A recent article in Washington Post reminded me so much of my dear friend O, who also was my room mate for several years in grad school. I remember him because as a Jewish Israeli (albeit a rather secular moderate), he certainly stood out among my other friends (many of whom happen to be Arab and/or Muslim). I met him in my first year of grad school and to date we stay as close friends. There were many nights when we had heated political discussions, but there were more nights when we would just watch movies, have friends over for parties, or grab food in the Cambridge, MA neighborhood.
Through him (and a few other Israeli friends), I got to know the peaceful, moderate side of the Israeli society — and also how Israeli men love cooking food to impress their dates! — and I hope through me, he learnt that while many of us are passionate about the issue of Palestinian identity and freedom, we also hope for peace and tranquility for the Jewish people. I don’t want to romanticize this friendship because through him I also realized how different and obliquely slanted the common Israeli perspective on the conflict is from what I believe to be the historical truthbut nevertheless we agreed that humanity needed to triumph in the face of adversity. My single most important lesson learnt in his friendship was the realization that even when politics were depressing, and made me angry from within, our friendship and our respect for each other would enable us to triumph over all the negative feelings. When our guards were down, we were (and are) just two people who are happy to know each other and keep each others’ company….In the case of the Israeli-Palestinian conflict, perhaps the two sides will never agree to a common perspective on what and who carried a greater responsibility for the 6+ decades long tragedy, but maybe I can look forward to when the two nations will learn to live side by side, next door to each other, just like O and I. And if they have to share a common living space (ahem… Jerusalem!) they can also learn about that from us. Hey O – if you are reading: thanks for all those invites to that Cambridge Pub (Phoenix Landing) :). I still love you despite refusing to join you.
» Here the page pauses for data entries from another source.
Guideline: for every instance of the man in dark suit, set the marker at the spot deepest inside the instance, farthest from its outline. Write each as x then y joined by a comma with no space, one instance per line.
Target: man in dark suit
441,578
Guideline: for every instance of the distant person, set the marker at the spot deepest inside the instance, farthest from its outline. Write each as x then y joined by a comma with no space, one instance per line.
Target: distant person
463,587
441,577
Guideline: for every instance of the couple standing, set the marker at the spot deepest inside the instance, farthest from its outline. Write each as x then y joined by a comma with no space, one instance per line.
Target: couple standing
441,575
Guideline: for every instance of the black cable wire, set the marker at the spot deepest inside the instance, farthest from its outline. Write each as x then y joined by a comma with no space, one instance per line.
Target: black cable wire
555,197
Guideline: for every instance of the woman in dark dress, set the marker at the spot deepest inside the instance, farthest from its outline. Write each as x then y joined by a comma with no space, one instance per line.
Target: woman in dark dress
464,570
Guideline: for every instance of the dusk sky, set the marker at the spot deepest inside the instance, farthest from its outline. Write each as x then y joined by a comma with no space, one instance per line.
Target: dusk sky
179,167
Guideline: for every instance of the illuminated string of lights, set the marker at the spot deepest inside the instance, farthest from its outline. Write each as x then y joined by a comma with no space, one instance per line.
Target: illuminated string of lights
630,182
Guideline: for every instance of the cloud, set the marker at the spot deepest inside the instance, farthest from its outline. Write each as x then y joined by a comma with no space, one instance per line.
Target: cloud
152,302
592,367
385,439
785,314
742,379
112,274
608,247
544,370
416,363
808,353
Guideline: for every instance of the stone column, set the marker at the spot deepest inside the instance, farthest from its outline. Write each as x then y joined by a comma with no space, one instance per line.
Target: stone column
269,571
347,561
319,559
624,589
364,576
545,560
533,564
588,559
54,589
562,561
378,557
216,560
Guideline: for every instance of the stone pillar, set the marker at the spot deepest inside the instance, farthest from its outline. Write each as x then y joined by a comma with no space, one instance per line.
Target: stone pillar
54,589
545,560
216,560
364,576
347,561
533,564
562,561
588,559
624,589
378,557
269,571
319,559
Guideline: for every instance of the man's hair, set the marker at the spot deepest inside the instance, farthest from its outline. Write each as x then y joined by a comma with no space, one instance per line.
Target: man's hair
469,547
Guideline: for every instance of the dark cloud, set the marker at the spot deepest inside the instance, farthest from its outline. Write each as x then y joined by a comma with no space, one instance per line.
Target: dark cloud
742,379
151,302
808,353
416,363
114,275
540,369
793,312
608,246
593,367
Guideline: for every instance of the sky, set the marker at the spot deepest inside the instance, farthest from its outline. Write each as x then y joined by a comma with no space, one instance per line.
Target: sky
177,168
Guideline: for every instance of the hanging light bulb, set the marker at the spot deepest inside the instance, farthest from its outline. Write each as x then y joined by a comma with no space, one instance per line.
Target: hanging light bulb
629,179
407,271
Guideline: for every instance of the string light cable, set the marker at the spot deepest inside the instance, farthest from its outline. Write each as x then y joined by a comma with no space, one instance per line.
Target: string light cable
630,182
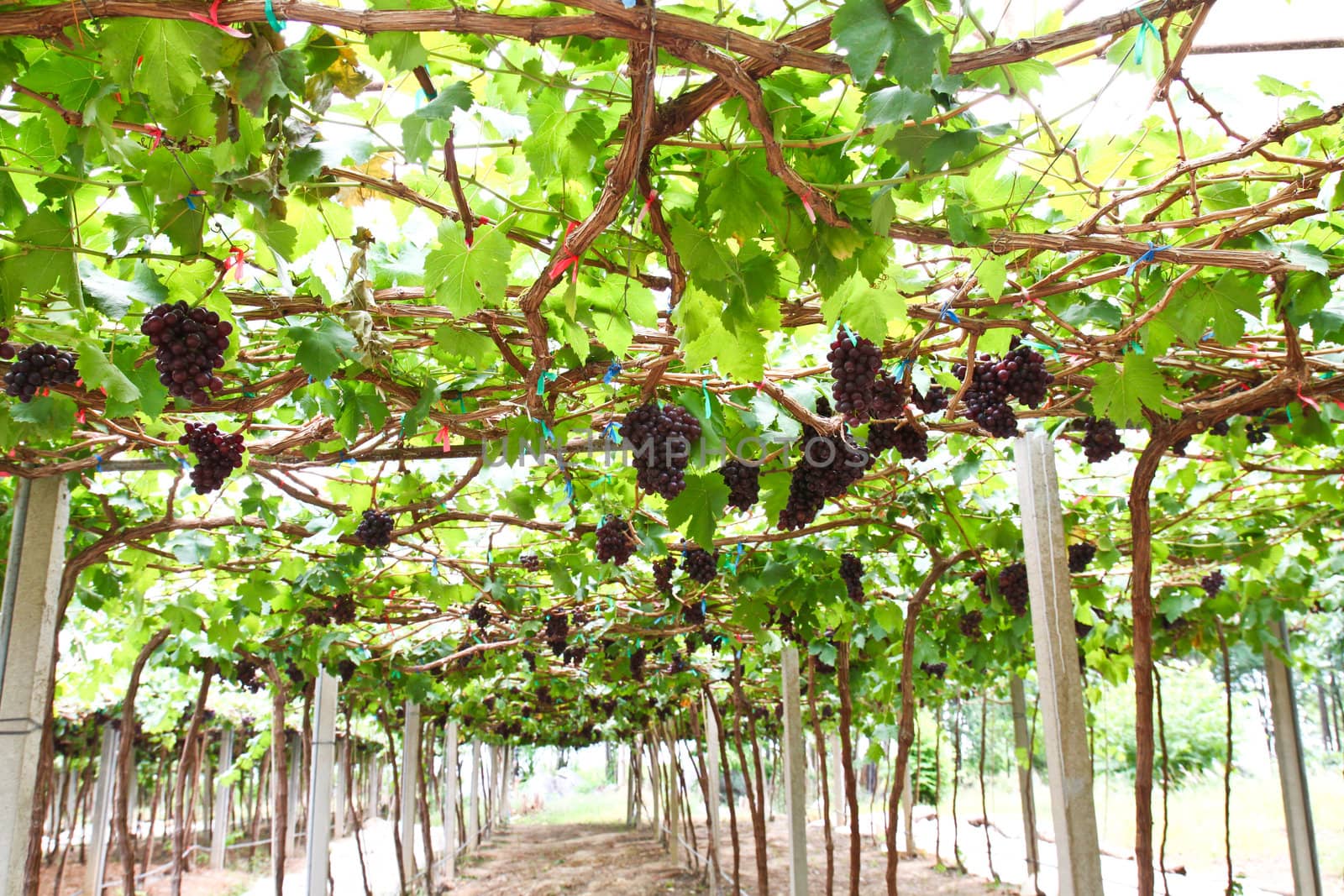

Every detail had to be negotiated when an Israeli and a Palestinian started team-teaching a class on the Middle East. They haggled over the syllabus, the readings, the maps, even the words used: Was 1948, when Israel was formed, the War of Liberation — or the Catastrophe?
Kaufman, a longtime professor at Hebrew University, lectures on the Israeli version of events. Then Hassassian tells the Palestinian side. Both speak as scholars, analyzing the official rhetoric; both are moderates.
Still, the first summer was tense and adversarial, Hassassian said, as each tried to score points in class.
Hassassian is angry. Kaufman is worried.
If a cease-fire doesn’t happen soon, “the hatred that is mounting among these people will continue forever,” Hassassian said. It’s essential to ensure that people in the United States hear all sides, he said.
“It’s very tough. You lose your hope sometimes,” Kaufman said. The class is worth it, “but it is such a small drop in the ocean, it is really frustrating.”
After class late that night, they drove home to cook dinner. Lisa Kaufman was peeling squash. Edy Kaufman sliced onions. Hassassian brought ice to the table, and they sat down to a family dinner, passing the couscous from hand to hand, telling stories.
A small thing. But there it is: a peaceful coexistence.
NEWS: Israel has just halted aerial attacks on Lebanon after the killing of 60 civilians in the Lebanese Village of Qana, where Israeli bombing killed 106 people in 1996 as well. Maybe there is a ray of hope that this craziness will end and sanity will prevail a bit more?